The dish is most commonly thought to have descended from Italy and introduced to America by Thomas Jefferson. In 1793, after a trip to Italy where Jefferson first ate macaroni & cheese (then cut up lasagna noodles tossed with parmesan cheese, known as “de lasanis”), he loved the dish so much that he bought a pasta maker to bring back to America. (Maybe those secret talks with the French were actually just recipe sharing?) He then served the first “macaroni pie” in the White House for a state dinner in 1802.

Kraft Foods started boxing macaroni & cheese (affectionately know as “Kraft Dinner”) in 1937 during the tail end of the Great Depression. Considering this product could serve a family of four for just 19 cents, (and hey, they were on sale at the supermarket for 99 cents last week…that’s not exactly a huge price increase in 75 years) staples such as fresh meat and dairy were in short supply, rationing was in effect, and women needed to join the workforce: It’s no wonder Kraft sold 8 million boxes in the first year.
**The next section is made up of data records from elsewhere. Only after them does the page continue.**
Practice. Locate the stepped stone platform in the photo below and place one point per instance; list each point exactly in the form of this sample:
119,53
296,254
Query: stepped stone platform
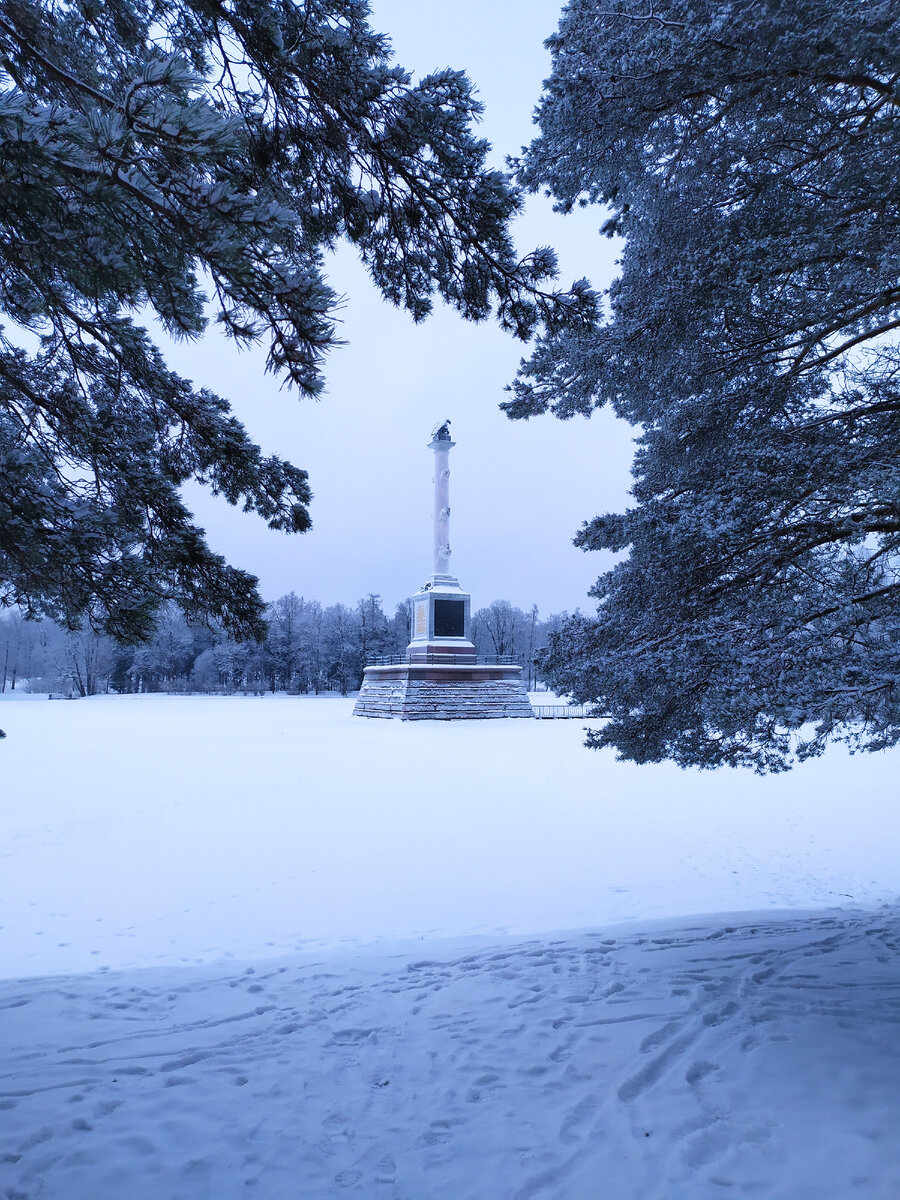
429,691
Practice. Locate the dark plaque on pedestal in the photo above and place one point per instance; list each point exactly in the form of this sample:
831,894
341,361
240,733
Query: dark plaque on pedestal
449,618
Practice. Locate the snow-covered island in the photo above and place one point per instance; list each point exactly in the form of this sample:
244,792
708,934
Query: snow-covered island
253,947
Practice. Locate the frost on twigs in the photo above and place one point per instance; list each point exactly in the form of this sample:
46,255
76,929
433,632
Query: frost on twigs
147,147
749,156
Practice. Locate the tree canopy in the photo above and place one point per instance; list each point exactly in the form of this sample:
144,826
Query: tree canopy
193,161
749,157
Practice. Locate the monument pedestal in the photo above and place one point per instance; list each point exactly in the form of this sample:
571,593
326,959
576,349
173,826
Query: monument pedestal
435,689
441,678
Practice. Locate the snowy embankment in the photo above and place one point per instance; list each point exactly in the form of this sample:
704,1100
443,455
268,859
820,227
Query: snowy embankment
389,1024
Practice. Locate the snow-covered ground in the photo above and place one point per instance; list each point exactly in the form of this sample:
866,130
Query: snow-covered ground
339,941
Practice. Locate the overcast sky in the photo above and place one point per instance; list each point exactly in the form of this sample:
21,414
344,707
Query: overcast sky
520,490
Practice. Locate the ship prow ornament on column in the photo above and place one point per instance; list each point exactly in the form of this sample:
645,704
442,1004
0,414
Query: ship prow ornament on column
441,677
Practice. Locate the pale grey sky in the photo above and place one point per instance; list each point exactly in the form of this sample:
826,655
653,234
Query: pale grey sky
519,490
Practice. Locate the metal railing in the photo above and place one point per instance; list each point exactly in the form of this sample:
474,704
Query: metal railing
561,712
463,660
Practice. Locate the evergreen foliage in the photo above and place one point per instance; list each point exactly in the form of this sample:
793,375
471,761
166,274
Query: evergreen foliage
193,161
749,157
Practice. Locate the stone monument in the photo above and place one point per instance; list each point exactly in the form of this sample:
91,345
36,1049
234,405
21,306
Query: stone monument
441,677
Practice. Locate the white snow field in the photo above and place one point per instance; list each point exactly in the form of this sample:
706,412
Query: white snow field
256,947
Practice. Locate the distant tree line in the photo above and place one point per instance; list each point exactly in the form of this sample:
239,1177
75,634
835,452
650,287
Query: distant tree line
307,649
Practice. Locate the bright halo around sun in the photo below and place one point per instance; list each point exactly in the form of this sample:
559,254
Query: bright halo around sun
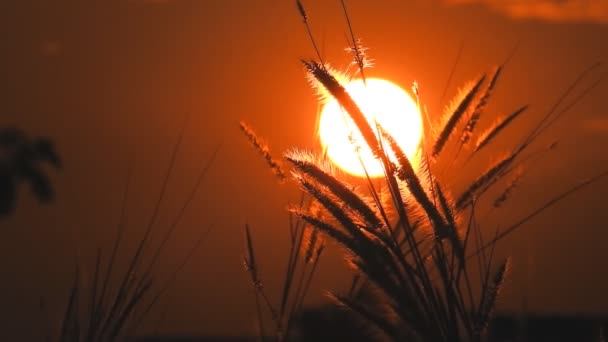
392,107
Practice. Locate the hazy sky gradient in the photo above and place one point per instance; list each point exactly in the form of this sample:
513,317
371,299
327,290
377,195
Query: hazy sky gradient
109,80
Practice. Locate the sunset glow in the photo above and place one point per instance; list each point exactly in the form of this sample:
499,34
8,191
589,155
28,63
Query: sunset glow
381,100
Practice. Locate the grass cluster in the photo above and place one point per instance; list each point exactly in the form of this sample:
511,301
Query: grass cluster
424,271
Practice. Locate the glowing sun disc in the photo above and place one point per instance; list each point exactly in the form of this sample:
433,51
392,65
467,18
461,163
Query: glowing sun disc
392,107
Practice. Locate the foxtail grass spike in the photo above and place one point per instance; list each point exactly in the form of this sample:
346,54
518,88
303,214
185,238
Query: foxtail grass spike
463,107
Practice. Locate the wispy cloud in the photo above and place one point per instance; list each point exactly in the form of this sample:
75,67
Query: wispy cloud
599,125
595,11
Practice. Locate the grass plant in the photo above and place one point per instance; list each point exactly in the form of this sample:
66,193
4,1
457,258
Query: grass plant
426,271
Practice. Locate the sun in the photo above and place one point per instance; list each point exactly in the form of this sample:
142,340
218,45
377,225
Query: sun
380,100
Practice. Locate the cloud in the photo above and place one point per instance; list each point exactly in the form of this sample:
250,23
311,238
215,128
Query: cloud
595,11
599,125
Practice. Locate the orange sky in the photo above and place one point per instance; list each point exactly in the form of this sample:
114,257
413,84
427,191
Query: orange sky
109,79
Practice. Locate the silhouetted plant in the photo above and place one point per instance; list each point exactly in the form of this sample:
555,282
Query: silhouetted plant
21,161
115,304
425,269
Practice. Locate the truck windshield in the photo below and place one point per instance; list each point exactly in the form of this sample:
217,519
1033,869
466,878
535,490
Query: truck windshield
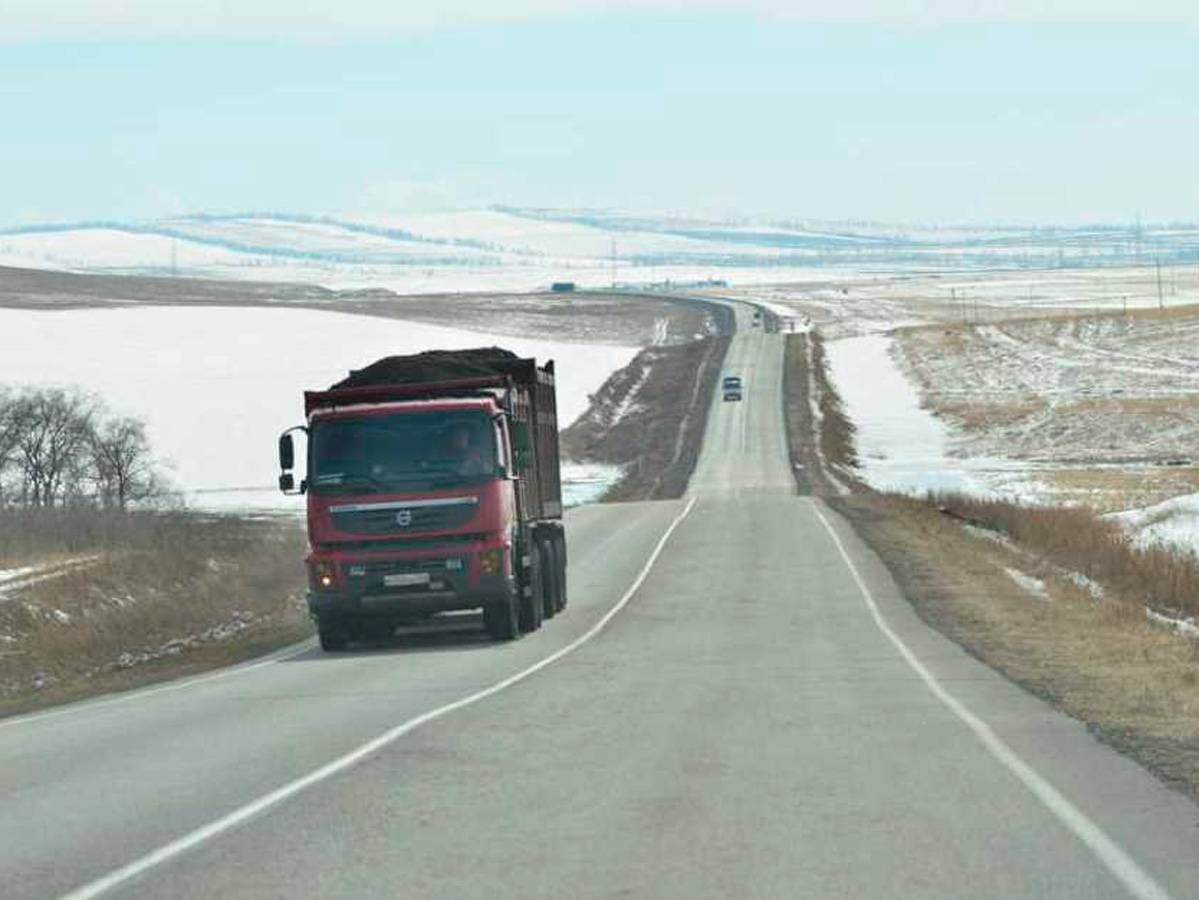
404,451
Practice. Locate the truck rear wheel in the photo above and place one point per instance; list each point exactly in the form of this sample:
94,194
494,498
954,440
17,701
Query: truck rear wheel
550,585
560,559
332,638
501,620
531,603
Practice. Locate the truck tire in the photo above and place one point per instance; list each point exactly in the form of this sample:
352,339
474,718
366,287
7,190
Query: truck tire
550,586
560,557
501,620
332,638
531,603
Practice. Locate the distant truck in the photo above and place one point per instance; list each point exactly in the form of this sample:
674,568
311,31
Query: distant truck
433,484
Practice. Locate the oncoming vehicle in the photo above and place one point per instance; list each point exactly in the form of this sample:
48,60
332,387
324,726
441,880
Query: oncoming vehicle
433,485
Kraft had a low cost meal that was believed to provide a nutritious alternative to a meat dish. It was quick and easy, and it became a generational staple for kids and adults alike.

Today, packaged mac & cheese has evolved to choices such as organic, white cheddar, spiral, homestyle, dinner cups, smart vegetables, etc., but we must implore… TAKE BACK THE MAC! Explore it, make it healthier, add some gumption and enjoy.
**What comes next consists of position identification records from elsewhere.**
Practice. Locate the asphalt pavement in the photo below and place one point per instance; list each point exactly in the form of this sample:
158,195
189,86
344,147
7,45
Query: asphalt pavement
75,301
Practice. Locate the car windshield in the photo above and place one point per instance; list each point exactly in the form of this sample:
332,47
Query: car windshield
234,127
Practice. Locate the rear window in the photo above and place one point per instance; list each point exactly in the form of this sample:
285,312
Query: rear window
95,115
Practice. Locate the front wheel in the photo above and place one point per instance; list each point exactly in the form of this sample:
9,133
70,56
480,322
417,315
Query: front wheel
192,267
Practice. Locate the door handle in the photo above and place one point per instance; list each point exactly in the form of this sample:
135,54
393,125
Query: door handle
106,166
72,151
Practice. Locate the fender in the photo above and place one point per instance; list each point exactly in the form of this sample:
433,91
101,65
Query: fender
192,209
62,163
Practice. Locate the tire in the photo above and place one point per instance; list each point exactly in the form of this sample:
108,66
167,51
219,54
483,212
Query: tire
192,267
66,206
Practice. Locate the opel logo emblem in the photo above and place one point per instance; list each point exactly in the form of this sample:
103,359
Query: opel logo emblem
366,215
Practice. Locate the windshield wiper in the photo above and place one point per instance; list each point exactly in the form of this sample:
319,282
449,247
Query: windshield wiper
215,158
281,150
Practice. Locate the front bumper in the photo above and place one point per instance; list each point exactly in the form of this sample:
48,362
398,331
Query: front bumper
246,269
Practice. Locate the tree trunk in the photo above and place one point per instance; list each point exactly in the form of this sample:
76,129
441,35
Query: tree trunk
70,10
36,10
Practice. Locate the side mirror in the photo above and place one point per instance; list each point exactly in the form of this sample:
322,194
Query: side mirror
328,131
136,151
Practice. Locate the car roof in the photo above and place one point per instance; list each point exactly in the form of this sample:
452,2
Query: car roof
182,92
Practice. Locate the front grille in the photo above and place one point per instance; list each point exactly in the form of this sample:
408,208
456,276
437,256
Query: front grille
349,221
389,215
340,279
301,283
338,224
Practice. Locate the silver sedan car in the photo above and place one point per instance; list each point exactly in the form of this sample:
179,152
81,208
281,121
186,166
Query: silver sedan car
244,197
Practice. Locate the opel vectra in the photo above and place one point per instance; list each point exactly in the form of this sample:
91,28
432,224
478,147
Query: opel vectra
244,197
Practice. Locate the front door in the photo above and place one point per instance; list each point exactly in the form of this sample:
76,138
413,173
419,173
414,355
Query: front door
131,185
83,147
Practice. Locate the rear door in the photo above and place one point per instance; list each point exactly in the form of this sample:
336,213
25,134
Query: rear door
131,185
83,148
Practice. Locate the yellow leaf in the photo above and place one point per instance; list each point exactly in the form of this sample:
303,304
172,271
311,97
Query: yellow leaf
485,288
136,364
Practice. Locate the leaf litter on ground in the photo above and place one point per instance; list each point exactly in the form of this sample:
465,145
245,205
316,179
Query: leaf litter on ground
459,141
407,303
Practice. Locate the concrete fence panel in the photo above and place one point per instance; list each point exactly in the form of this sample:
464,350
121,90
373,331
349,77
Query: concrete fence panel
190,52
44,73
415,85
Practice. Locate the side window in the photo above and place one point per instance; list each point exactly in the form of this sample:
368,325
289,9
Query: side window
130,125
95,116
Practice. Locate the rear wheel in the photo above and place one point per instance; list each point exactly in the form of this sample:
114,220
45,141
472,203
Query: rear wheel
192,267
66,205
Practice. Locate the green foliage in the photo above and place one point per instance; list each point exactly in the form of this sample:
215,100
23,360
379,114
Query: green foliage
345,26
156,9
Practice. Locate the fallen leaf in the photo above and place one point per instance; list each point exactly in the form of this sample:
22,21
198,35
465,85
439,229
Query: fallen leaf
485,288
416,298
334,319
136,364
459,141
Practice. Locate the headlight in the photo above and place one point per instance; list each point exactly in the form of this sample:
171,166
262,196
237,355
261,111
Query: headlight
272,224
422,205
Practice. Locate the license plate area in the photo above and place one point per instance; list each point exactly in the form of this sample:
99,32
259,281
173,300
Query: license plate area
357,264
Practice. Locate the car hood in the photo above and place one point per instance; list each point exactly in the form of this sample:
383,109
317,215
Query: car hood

We challenged this month’s sponsor chef, Doug Fletcher (see bio below) to give us a WOW recipe that will not only please the kids, but make it still worthy of White House attention.


Meet Doug Fletcher, your personal chef.

“I love that Capital acknowledges that the majority of meals cooked on their appliances may not be fancy dishes. Cooking for families is the majority of my business, and comfort food such as Mac & Cheese is a family pleaser. But, for an added twist, I offer an “adult” version of this dish, so perhaps a dinner party feature is in order?”
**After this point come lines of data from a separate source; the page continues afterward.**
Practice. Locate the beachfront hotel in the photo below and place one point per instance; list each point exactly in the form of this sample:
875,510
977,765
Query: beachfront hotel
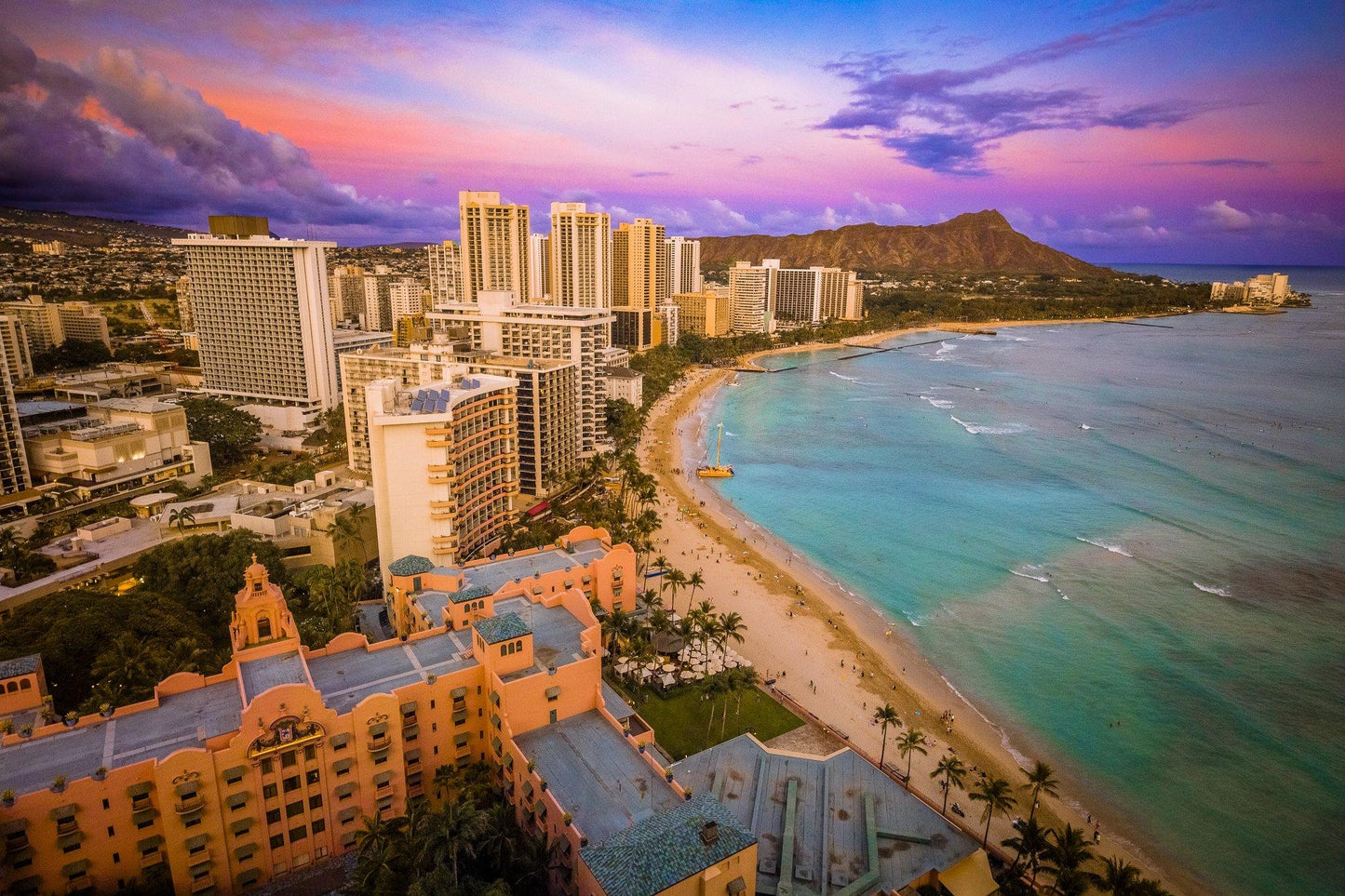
263,320
237,779
444,461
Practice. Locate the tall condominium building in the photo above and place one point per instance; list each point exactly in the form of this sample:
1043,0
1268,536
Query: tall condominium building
444,461
407,298
14,461
581,256
813,295
752,292
706,314
670,323
547,403
446,274
498,325
184,319
494,245
682,265
538,265
639,268
14,340
262,316
346,289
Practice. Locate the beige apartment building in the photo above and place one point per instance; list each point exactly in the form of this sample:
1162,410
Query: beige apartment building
446,274
494,244
752,292
109,447
706,314
580,256
444,466
498,325
262,319
547,403
50,323
14,341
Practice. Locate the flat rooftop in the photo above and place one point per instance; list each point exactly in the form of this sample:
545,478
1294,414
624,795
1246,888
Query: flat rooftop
598,777
179,721
828,813
496,573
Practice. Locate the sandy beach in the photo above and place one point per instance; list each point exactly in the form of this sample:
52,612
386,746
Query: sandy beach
831,651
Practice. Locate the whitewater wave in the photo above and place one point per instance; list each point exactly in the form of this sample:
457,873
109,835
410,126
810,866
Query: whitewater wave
1105,546
1030,572
984,429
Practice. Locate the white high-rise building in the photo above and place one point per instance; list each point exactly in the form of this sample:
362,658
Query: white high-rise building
683,265
446,274
494,245
262,316
407,296
581,256
752,295
498,325
538,265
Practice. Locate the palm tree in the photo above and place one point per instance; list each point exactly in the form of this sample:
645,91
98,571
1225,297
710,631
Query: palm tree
1067,852
909,744
885,715
997,794
1029,845
954,772
181,516
1118,877
1040,781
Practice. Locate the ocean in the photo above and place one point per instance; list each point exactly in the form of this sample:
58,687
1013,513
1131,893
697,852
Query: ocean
1124,543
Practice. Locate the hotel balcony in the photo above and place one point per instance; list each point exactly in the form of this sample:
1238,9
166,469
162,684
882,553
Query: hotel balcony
189,805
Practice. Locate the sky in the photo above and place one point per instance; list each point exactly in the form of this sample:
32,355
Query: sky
1163,132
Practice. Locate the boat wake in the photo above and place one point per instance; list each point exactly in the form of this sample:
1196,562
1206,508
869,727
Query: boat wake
1030,572
1105,546
984,429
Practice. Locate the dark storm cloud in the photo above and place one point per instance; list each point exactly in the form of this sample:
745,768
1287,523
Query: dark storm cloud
111,138
946,120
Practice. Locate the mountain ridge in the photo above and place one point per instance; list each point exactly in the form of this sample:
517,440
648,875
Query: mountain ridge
972,242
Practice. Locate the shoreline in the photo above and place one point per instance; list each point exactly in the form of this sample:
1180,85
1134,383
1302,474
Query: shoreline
789,603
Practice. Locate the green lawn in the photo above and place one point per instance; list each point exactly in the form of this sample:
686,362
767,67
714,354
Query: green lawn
679,721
Doug Fletcher, from Got It Made personal chef services provides fresh, interesting food for a variety of situations – healthy home meal replacements for busy families, intimate dinner parties to celebrate special occasions, larger parties with friends and family, corporate events or any other special occasions in the Southwestern Ontario region. Doug can be reached at 905.977.8919 or email him for further information.

As Doug says… enjoy the small times and eat well.

ADULT MAC & BLUE CHEESE courtesy of Doug


  • 4 ounces thick-sliced bacon
  • Vegetable oil
  • Salt
  • 2 cups elbow macaroni
  • 1 1/2 cups whole milk
  • 2 tablespoons unsalted butter
  • 2 tablespoons all-purpose flour
  • 5 ounces extra-sharp Cheddar, grated
  • 2 ounces blue cheese crumbled
  • 2 ounces grated parmesan cheese
  • 1/4 teaspoon freshly ground black pepper
  • Pinch fresh grated nutmeg


  1. Preheat the oven to 400 degrees F and start boiling a pot of water to cook your macaroni in. Cook bacon until crispy. Set aside to cool. Crumble when cooled.
  2. Drizzle oil into a large pot of boiling salted water. Add the macaroni and cook according to the directions on the package, 6 to 8 minutes. Drain well.
  3. Heat the milk in a small saucepan, do not boil it. Melt the butter in a medium pot and add the flour. Cook over low heat for 2 minutes, stirring with a whisk. While whisking, add the hot milk and cook for a minute or 2 more, until thickened and smooth.
  4. Off the heat, add Cheddar and blue cheese, 1 teaspoon salt, pepper, and nutmeg. Add the cooked macaroni and crumbled bacon and stir well. Pour into dish.
  5. Sprinkle parmesan cheese on the top of the pasta. Bake for 20 minutes, or until the sauce is bubbly and the macaroni is browned on the top. Serve.